I tried to work from home tonight, but the software failed me. I took that as a sign to fit my work into my logical work week, and if shit doesn't/can't get done, too bad, I still can't take it home. Shouldn't. Won't.

Saturday, November 1

Gratitude: November is all about giving thanks, so I'm going to include this addition every day in this, my most favoritest month. Today I am feeling extremely grateful for Brian. Without him, my amazing fall of running probably wouldn't exist. It started with crewing & pacing at his 100, which was some kind of pagan hippie spiritual renewal for me that rediscovered my long-lost love of running, and has thus led to PR miles & volunteering & new friends & tons of hours in nature & All The Happiness. So much bliss, all because he let me invite myself along on his epic adventure. Beyond that, it has meant a lot of time with him LCSP-ing on Sundays & after work & at 6am today, & much chitchat, and he is now a terrific addition to the already-many awesome people in my life. I'm the luckiest!

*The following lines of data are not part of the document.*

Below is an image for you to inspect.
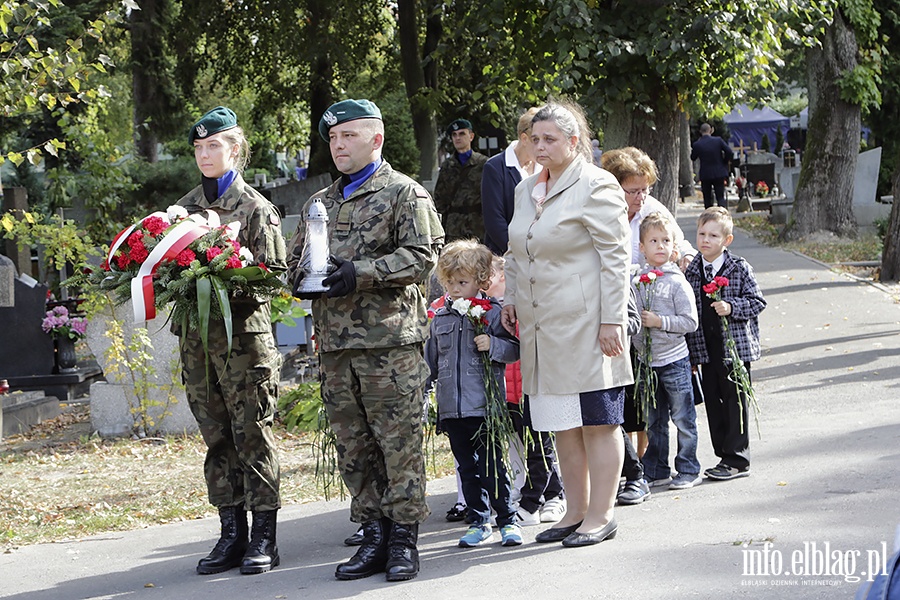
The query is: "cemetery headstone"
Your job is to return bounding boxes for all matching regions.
[0,254,16,308]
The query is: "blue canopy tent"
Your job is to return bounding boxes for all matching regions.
[722,104,791,150]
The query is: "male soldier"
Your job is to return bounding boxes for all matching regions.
[434,119,487,242]
[288,100,444,581]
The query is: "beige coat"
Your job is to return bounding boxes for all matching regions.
[504,156,633,394]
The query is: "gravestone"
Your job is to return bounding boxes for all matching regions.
[87,304,197,437]
[0,187,33,275]
[0,254,16,308]
[0,275,54,379]
[853,146,891,232]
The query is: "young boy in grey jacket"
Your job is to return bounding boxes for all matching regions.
[631,213,701,490]
[425,240,522,548]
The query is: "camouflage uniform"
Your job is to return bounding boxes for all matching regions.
[434,151,487,242]
[172,175,287,511]
[289,161,444,523]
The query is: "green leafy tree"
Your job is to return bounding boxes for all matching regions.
[0,0,128,194]
[782,0,884,239]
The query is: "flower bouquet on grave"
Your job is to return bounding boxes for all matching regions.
[85,206,284,366]
[703,277,762,437]
[631,269,665,423]
[451,298,516,494]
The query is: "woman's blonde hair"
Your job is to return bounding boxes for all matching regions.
[222,125,250,173]
[435,240,494,290]
[531,100,593,160]
[600,146,659,185]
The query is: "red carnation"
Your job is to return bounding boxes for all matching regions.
[143,217,169,237]
[127,229,144,248]
[206,246,222,262]
[113,252,131,269]
[128,244,150,262]
[175,248,197,267]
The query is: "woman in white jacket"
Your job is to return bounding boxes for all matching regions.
[503,103,633,546]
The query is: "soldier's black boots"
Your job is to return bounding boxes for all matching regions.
[385,523,419,581]
[334,518,391,580]
[241,510,281,575]
[197,506,248,575]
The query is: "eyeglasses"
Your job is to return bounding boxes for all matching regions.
[622,187,653,198]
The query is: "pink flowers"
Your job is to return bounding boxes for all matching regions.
[41,306,87,340]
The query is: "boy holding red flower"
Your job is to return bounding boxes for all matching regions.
[684,207,766,481]
[425,240,522,548]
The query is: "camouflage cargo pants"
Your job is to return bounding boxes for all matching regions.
[181,332,281,511]
[320,344,428,523]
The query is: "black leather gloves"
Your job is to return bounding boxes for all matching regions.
[322,254,356,298]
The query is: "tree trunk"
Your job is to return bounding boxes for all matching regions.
[603,90,684,214]
[678,113,694,202]
[781,10,860,239]
[131,0,161,163]
[397,0,441,181]
[307,0,338,177]
[881,162,900,281]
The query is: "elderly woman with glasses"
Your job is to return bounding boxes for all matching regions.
[600,147,697,271]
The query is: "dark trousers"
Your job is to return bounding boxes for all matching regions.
[441,417,516,527]
[619,427,644,481]
[700,177,728,208]
[506,402,563,513]
[701,353,750,469]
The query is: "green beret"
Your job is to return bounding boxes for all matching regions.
[319,100,381,142]
[188,106,237,144]
[447,119,475,135]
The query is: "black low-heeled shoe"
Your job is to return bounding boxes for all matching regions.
[534,521,582,544]
[563,519,619,548]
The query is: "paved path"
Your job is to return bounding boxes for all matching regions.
[0,207,900,600]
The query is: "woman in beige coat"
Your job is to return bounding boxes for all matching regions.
[503,103,633,546]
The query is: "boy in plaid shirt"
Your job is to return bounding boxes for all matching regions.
[684,206,766,481]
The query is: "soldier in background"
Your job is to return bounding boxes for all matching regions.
[434,119,487,242]
[288,100,444,581]
[178,106,287,575]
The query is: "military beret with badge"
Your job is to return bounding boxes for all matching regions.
[188,106,237,144]
[447,119,475,135]
[319,100,381,142]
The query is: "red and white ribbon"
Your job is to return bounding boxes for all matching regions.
[107,210,232,323]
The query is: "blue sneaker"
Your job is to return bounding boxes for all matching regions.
[459,523,492,548]
[500,523,522,546]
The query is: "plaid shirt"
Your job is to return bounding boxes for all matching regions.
[684,250,766,365]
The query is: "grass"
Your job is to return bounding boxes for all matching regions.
[0,405,453,552]
[735,214,883,271]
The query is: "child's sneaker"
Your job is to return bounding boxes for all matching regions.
[500,523,522,546]
[516,508,541,527]
[459,523,492,548]
[541,496,566,523]
[447,502,466,523]
[616,479,650,506]
[669,473,703,490]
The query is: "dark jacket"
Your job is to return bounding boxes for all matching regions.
[425,298,519,420]
[481,152,522,256]
[684,250,766,365]
[691,135,734,181]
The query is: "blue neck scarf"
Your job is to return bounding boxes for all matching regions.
[203,169,237,202]
[342,158,384,200]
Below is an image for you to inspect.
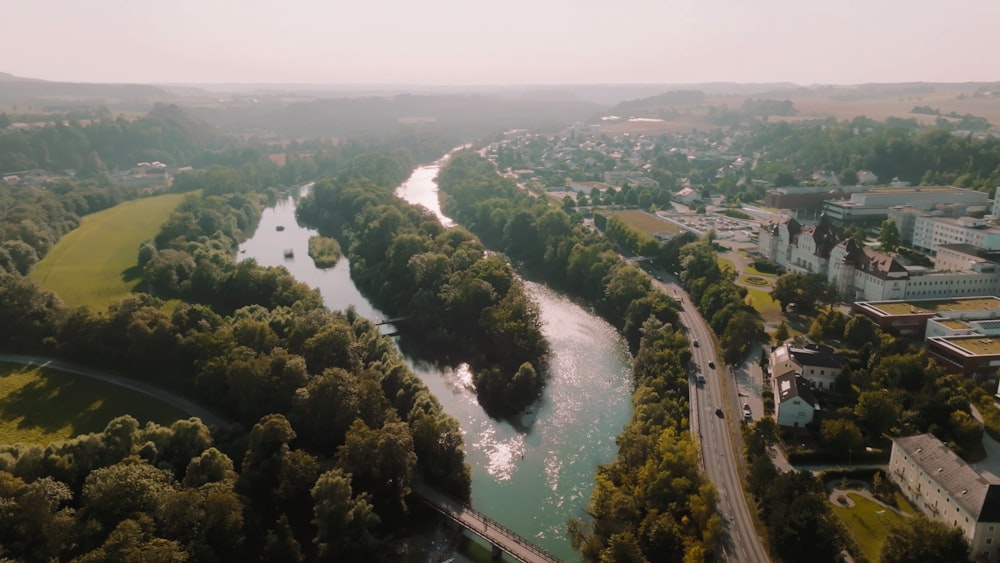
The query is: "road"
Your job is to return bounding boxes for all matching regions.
[654,271,769,563]
[0,354,229,426]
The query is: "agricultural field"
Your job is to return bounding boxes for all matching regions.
[31,194,186,311]
[600,209,681,236]
[0,363,188,444]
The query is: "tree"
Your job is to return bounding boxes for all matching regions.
[312,469,379,560]
[819,418,865,454]
[879,514,969,563]
[878,219,901,252]
[854,389,902,436]
[774,321,789,344]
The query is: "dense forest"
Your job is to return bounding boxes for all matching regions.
[0,152,469,561]
[298,153,548,416]
[744,117,1000,193]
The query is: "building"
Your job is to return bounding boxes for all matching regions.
[823,186,988,228]
[911,216,1000,255]
[827,239,910,302]
[934,244,1000,273]
[764,186,852,218]
[769,343,843,397]
[889,434,1000,561]
[924,334,1000,378]
[771,373,819,428]
[757,216,843,276]
[674,186,701,204]
[851,296,1000,338]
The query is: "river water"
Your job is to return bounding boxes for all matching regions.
[240,163,631,562]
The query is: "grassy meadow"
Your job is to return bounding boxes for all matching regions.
[31,194,186,311]
[0,363,188,444]
[833,493,916,561]
[604,209,681,235]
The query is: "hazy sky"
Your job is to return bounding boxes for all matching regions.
[0,0,1000,85]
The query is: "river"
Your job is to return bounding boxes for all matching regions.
[240,163,631,562]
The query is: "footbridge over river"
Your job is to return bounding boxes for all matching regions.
[413,483,559,563]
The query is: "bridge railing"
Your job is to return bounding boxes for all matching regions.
[418,492,560,563]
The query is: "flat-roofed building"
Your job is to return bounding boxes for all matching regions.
[913,217,1000,255]
[823,186,989,227]
[889,434,1000,561]
[851,295,1000,338]
[924,334,1000,377]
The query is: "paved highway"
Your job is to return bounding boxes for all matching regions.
[654,272,769,563]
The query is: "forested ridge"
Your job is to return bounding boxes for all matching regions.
[298,153,549,416]
[0,152,470,561]
[438,151,721,561]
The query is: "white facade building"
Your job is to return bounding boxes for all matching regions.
[889,434,1000,561]
[913,216,1000,255]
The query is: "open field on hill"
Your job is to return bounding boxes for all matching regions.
[598,209,681,235]
[601,85,1000,135]
[0,362,188,444]
[31,194,185,311]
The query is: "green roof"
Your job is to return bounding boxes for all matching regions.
[866,297,1000,315]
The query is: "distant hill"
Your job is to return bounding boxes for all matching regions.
[0,73,174,110]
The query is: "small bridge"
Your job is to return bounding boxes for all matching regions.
[413,483,559,563]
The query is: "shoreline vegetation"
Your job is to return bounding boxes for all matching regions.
[309,235,341,269]
[297,151,549,418]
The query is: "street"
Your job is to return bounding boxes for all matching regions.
[653,271,769,562]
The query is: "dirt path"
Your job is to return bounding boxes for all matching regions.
[0,354,230,427]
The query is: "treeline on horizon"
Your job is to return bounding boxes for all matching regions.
[0,145,470,561]
[298,151,549,417]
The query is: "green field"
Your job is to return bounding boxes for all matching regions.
[833,493,904,561]
[31,194,186,311]
[602,209,681,235]
[0,363,188,444]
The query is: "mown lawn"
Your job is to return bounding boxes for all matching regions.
[833,493,904,561]
[745,287,781,320]
[601,209,681,235]
[31,194,185,311]
[0,363,188,444]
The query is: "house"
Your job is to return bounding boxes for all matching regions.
[889,434,1000,561]
[769,343,844,397]
[827,239,910,302]
[757,216,844,276]
[771,373,819,428]
[674,186,701,204]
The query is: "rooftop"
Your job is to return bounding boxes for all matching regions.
[893,434,1000,522]
[858,296,1000,316]
[934,319,969,330]
[928,334,1000,356]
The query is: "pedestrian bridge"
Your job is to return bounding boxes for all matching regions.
[413,483,559,563]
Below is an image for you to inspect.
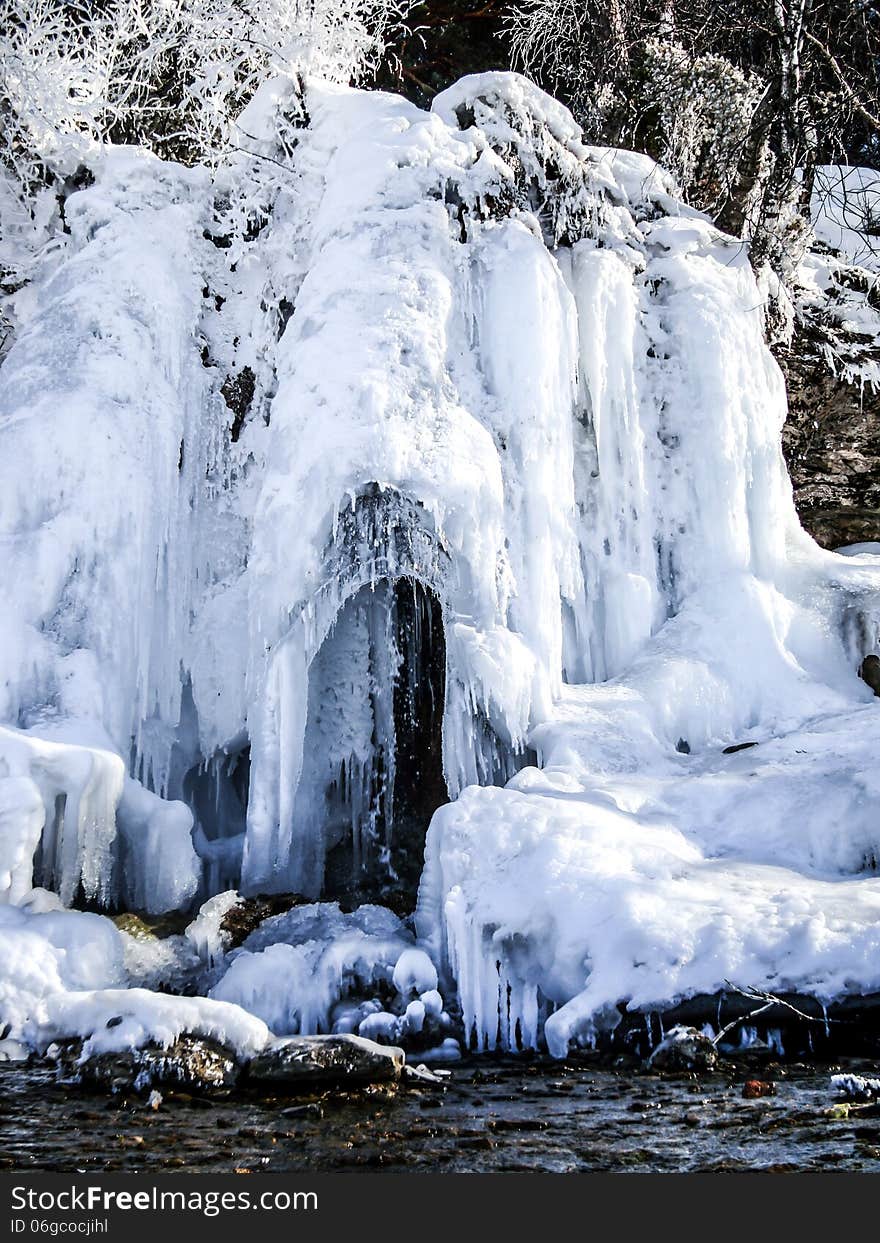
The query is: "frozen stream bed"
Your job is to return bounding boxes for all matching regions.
[0,1058,880,1173]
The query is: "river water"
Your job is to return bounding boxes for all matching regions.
[0,1059,880,1172]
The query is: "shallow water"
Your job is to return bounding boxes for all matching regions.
[0,1059,880,1172]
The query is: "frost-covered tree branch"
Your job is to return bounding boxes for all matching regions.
[0,0,411,282]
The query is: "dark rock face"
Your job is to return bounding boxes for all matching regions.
[778,333,880,548]
[220,894,307,952]
[58,1034,239,1093]
[247,1035,405,1089]
[859,653,880,696]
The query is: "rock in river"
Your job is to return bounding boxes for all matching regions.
[58,1033,239,1093]
[649,1025,718,1070]
[247,1035,405,1089]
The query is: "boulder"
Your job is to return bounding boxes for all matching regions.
[648,1025,718,1070]
[58,1033,239,1093]
[247,1034,405,1089]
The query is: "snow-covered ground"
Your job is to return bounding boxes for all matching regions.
[0,75,880,1053]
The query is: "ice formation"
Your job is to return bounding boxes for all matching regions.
[0,75,880,1058]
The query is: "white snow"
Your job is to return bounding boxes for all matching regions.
[0,75,880,1057]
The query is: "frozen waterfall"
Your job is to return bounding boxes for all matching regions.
[0,75,880,1054]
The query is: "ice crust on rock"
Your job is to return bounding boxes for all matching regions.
[0,75,880,1057]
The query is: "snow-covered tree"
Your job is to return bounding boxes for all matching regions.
[0,0,411,293]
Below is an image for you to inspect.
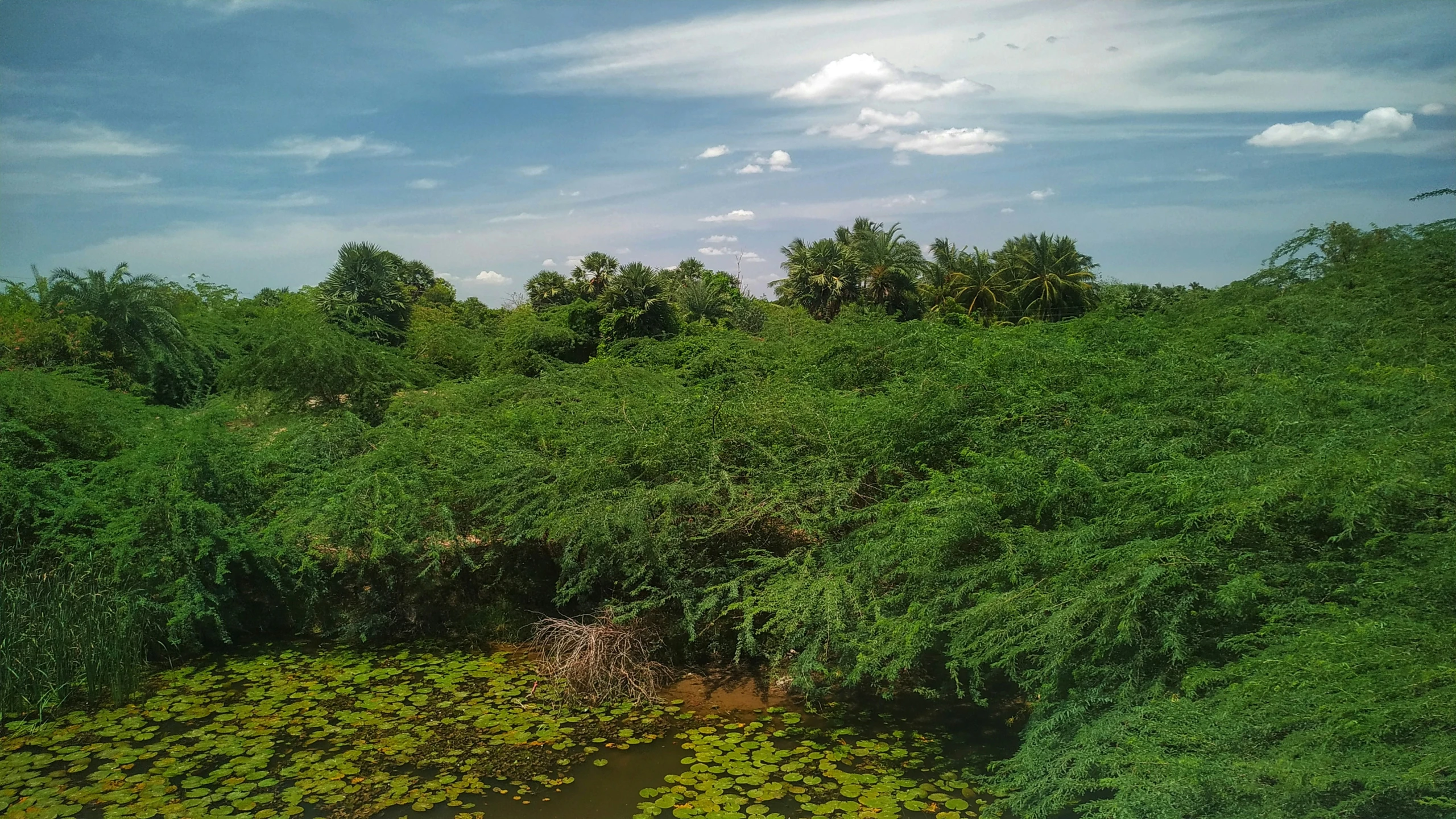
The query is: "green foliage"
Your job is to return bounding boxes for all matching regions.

Nutrition: I made a root beer float: vanilla-flavored Arctic Zero with root beer-flavored bootch. ¡Muy delicioso!
  • 445a-eggs, chicken sausage, toast, SB&J toast, coffee
  • (6-19m run)
  • during-two toddler packs, two salt tabs, one chew 
  • 11-eggs, chicken sausage, toast, banana w applesauce, coffee
  • 4-apple
  • 5-summer sausage w rice crackers, root beer float
  • 730-SB&J toast 
  • calories 2575: p 875, c 1250, f 450
Sleep: 7 hours in bed, 930p-430a, 62% quality. In late partly due to my own dumbness and partly due to Hank out wandering and ignoring my yells; took a while to fall asleep (thanks to Clyde); I woke a LOT, but kept falling back easily, until 4a dozing; then I was dreaming about the time I joined Brian down at FANS. I think I got up at like 330a that day, so today's 430a alarm to run with Brian clearly triggered the memory. Whatever, got up rested & excited for the run. Didn't feel completely shot immediately post-run, and had coffee at second breakfast, so I didn't nap until 130-330p.

Healthy Movement: Got up feeling pretty great, slightly anxious about the run as I pulled into LCSP, but it honestly couldn't have gone much better. 19 miles! Should've brought water & calories on lap one, but I knew that going into lap two a little behind would feel much like lap three on race day, thus good training. If so, it's going to work out pretty well! I was a bit slower in lap two with more walking, but not much: just 5-10 minutes over my lap with Brian, on the exact same route. 

I suspect that Dustin eliminating my SL TB DLs on Thursday really was a genius move, as glutes & hams felt tons better than usual for such distance. Which is excellent to directly connect, since I had told myself I couldn't NOT do 20, I had traded away deadlifts for those miles! Finished with sore feet & hips, slight ache in outer shins (left more than right), but nothing that feels concerning. Normal aches & pains. It's not sounding outlandish to think I could run again tomorrow night. Soaked in the hot tub when I got home, just to warm back up: felt fantabulous. Compression sleeves on lower legs all day/night, but I turned into a sloth. Right Achiles did tighten up, as did left core.

Fun & Play: A solid 9.5 miles with Brian, both pleasant talk & pleasant silence, followed by another 9.5 during which I stayed upbeat & excited about the whole run. No bitchy voice in my head to battle! Finishing 19 miles feeling good. No injuries. Three hours in nature! Fetch with pooches. Naptime. Clyde snuggles. Catching up on funny TV. Hubs time. I think I win at today. 

Nature: The run in the dark was lovely, but I certainly would have been more hesitant without Brian's crazy-bright headlamp. (Mine is just sad in comparison.) Enjoyed the change to frozen muddy spots, satisfying crunch over fearful slippage. Saw many deer, including one I'm pretty sure I roused three separate times at the beginning of my second lap. Distractingly gorgeous sunrise. Enjoyable chill. Sun streaming into the house all day. Bit of time in the sunshine while playing fetch, just sitting & soaking it up.